As a writer in the Blogmutt crowd — or “pack,” as we like to say around here — I win too. The crowdsourcing model provides a unique opportunity to do something I enjoy and improve my skills without giving up flexibility. I just don’t have room in my life for a bunch of tight deadlines and external pressure. Blogmutt gives me the chance to gain paid writing experience on my own schedule.

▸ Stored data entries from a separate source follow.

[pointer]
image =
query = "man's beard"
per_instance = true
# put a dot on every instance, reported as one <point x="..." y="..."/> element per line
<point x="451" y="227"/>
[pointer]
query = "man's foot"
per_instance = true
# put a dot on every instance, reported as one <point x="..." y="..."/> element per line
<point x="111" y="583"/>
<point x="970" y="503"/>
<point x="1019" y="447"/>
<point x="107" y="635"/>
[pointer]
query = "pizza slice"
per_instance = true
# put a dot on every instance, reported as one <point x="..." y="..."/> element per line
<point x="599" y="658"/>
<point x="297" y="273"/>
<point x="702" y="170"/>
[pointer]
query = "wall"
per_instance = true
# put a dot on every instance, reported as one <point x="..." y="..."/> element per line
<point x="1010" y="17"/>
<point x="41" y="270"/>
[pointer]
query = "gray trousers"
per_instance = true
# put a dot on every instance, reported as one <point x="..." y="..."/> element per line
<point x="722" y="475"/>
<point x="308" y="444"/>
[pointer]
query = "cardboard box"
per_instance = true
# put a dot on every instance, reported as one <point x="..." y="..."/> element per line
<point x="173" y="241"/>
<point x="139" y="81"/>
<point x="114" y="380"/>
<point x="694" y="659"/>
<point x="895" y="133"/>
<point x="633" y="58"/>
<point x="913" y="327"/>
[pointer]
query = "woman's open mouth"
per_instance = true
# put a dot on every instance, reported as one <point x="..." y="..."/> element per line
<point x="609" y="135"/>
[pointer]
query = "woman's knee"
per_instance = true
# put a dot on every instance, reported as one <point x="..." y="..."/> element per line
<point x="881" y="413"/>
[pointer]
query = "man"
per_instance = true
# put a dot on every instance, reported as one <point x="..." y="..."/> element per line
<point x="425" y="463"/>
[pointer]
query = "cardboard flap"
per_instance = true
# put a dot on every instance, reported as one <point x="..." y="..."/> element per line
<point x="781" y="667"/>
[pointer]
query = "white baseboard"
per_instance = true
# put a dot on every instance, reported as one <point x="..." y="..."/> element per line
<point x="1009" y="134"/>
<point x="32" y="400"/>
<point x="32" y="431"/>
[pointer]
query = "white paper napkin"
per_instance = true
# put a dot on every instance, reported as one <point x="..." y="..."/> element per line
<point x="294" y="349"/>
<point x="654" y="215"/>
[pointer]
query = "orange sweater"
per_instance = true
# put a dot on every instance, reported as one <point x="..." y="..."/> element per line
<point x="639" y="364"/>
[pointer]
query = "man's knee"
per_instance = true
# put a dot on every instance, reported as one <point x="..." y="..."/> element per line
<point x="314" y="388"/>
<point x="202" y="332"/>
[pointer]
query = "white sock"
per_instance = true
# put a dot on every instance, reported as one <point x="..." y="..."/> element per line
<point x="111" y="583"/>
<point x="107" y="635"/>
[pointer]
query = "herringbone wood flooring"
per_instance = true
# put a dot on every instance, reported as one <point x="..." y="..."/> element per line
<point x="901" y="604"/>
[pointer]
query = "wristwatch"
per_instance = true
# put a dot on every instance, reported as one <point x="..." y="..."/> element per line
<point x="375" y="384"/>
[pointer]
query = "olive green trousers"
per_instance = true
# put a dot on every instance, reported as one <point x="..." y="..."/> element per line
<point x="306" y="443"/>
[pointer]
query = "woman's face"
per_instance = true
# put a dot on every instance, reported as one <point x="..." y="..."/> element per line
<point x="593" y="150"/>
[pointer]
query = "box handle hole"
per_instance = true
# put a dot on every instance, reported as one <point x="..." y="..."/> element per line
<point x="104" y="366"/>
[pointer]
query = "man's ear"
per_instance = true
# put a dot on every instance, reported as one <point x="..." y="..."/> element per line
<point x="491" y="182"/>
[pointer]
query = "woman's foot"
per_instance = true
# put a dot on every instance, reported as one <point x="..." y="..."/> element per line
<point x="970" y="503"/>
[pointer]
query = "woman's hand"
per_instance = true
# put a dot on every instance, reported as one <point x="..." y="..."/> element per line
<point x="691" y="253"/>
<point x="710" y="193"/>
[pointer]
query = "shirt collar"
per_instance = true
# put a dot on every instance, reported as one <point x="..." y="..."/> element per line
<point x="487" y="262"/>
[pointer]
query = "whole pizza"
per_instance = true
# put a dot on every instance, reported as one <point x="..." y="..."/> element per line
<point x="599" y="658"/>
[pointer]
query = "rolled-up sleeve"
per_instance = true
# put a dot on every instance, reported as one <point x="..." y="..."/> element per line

With a wide variety of clients to choose from, I get to learn and write about all sorts of interesting topics — but since I’m part of a crowd, I know that if I can’t come up with something for a particular client one week, another writer will step up to do it. I can also take time off without giving it a second thought. I write only as much as I want, but as it turns out, that’s quite a lot. My biggest problem now is carving out time to write more blog posts. Because the other “win” about writing for Blogmutt is that it’s just really, really fun.